I should mention at this point that I had just recently watched the movie The Sixth Sense.

When I finished peeing my pants, I was able to pull myself together enough to realize that he was having a night terror, and that there were in fact no spirits of dead people staring at him from the corner of his bedroom.  When I got him calmed down, he went back into a deep sleep -- and the next morning remembered nothing at all.

I, on the other hand, required several months of therapy to recover completely.
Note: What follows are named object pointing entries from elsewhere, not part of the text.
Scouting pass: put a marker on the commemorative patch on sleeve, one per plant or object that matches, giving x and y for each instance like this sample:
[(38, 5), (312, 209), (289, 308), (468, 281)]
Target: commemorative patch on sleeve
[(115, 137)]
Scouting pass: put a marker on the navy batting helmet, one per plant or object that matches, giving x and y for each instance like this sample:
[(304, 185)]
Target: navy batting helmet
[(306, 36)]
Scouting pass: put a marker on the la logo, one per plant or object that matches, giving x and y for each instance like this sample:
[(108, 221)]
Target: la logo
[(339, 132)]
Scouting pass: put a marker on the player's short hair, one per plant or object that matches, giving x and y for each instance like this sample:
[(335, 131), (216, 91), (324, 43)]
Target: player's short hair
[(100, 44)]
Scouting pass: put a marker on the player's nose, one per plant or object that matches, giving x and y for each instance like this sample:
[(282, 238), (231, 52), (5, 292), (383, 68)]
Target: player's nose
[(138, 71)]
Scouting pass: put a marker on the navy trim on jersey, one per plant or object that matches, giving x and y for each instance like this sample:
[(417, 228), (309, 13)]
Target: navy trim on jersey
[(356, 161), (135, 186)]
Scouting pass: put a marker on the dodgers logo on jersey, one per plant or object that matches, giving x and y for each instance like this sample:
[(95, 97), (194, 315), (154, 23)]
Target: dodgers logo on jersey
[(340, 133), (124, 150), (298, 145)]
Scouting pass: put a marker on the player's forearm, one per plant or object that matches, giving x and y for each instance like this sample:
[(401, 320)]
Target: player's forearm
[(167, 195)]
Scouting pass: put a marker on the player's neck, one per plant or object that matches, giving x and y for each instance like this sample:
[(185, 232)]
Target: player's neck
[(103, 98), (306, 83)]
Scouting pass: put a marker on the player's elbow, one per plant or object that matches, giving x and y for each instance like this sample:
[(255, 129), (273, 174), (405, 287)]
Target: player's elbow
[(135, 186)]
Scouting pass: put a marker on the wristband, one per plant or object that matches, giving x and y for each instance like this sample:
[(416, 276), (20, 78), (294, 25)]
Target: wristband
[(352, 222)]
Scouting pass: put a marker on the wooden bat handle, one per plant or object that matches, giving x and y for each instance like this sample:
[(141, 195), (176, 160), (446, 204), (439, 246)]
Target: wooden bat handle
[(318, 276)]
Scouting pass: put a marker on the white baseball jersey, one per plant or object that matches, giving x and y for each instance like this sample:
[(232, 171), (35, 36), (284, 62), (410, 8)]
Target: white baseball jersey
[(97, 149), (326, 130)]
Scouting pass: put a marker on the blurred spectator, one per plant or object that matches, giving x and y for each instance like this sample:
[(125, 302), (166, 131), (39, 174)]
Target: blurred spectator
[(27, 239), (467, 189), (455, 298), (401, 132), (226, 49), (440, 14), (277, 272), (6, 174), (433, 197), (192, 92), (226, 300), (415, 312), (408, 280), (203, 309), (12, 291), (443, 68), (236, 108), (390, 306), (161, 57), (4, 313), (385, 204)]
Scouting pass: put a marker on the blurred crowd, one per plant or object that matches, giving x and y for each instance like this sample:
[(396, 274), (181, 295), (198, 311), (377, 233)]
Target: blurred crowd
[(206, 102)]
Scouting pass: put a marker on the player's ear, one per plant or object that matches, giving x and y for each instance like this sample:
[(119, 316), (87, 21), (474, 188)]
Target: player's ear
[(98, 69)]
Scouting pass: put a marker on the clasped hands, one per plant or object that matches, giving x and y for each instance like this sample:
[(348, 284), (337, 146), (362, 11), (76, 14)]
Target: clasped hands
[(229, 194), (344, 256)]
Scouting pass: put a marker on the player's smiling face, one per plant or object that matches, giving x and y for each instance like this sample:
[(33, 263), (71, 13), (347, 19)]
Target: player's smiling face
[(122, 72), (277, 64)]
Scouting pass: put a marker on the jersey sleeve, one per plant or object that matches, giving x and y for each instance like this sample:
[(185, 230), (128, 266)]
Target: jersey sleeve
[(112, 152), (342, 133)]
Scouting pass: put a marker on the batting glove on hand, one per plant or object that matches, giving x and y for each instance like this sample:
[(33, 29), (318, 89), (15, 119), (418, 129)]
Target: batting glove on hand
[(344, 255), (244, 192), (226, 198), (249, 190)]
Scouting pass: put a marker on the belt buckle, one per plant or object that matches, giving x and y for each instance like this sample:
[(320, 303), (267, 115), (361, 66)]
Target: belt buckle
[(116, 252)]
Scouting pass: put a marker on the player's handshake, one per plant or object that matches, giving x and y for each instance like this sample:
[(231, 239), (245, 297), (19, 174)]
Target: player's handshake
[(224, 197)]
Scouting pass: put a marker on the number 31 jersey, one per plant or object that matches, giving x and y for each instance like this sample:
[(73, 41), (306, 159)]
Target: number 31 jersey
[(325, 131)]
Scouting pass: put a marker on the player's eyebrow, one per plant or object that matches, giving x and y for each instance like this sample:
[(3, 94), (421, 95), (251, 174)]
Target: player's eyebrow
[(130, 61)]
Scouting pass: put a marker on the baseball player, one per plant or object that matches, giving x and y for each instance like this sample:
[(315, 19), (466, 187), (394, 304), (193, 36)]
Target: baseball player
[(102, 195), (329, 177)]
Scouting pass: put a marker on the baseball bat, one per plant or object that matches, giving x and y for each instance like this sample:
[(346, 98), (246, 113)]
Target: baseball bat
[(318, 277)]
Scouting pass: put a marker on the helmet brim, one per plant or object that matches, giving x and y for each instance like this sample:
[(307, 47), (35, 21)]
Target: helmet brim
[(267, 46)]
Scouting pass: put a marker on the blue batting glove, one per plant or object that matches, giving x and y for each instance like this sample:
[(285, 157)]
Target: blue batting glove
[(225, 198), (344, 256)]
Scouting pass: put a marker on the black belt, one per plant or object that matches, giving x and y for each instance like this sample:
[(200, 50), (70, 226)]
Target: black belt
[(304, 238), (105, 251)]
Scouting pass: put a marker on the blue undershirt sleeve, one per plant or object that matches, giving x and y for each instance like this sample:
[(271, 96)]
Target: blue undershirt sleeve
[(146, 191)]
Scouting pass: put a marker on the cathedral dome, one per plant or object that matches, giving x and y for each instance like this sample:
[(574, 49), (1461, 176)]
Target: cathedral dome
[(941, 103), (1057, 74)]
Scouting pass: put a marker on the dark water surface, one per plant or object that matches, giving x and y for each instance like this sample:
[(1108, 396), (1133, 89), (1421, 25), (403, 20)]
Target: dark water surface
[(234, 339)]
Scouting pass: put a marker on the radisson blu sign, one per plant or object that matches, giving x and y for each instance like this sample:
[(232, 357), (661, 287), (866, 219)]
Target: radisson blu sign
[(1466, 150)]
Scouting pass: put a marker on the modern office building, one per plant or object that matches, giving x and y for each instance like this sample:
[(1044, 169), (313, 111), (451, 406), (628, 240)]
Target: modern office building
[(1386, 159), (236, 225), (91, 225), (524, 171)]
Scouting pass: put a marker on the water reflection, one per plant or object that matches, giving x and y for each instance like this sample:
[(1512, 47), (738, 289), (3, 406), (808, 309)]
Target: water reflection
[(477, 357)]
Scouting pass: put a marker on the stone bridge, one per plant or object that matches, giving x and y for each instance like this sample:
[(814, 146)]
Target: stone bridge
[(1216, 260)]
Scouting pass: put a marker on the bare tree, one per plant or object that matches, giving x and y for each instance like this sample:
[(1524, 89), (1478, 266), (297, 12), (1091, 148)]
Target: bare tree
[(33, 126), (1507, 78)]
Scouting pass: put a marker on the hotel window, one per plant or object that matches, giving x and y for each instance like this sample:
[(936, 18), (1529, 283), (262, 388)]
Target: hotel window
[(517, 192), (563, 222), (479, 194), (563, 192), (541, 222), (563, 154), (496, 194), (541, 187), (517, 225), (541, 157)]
Whatever purpose dreams and other associated phenomena serve, there is no evidence whatsoever that they are "supernatural" in any sense.  Precognitive dreams, for instance, most likely occur because you dream every night, about a relatively restricted number of types of events, and just by the law of large numbers at some point you'll probably dream something that will end up resembling a future event.  There is no mystical significance to the content of our dreams -- it is formed of our own thoughts and memories, both pleasant and unpleasant; our fears and desires and wishes, our emotions and knowledge; so they are at their base a reflection of the bits and pieces of who we are.   It's no wonder that they are funny, scary, weird, complex, erotic, disturbing, exhilarating, and perplexing, because we are all of those things.

So, next time you're in the midst of a crazy dream, you can be comforted by the fact that you are having an experience that is shared by all of humanity, and most other mammals as well.  What you're dreaming is no more significant, but also no more peculiar, than what the rest of us are dreaming.  Just sit back and enjoy the show.  And give my regards to Yoko Ono.

1 comment:

  1. Night terrors are the worst. I experienced them regularly in my early 30s (no sign of them as a child), and still occasionally experience them; it's much better now than when they were weekly or monthly occurrences.
    At least once, I crawled down a hallway screaming while I was asleep.
    All hail my fantastic husband, who kindly and compassionately assures me, every time, that whatever was happening, it no longer is.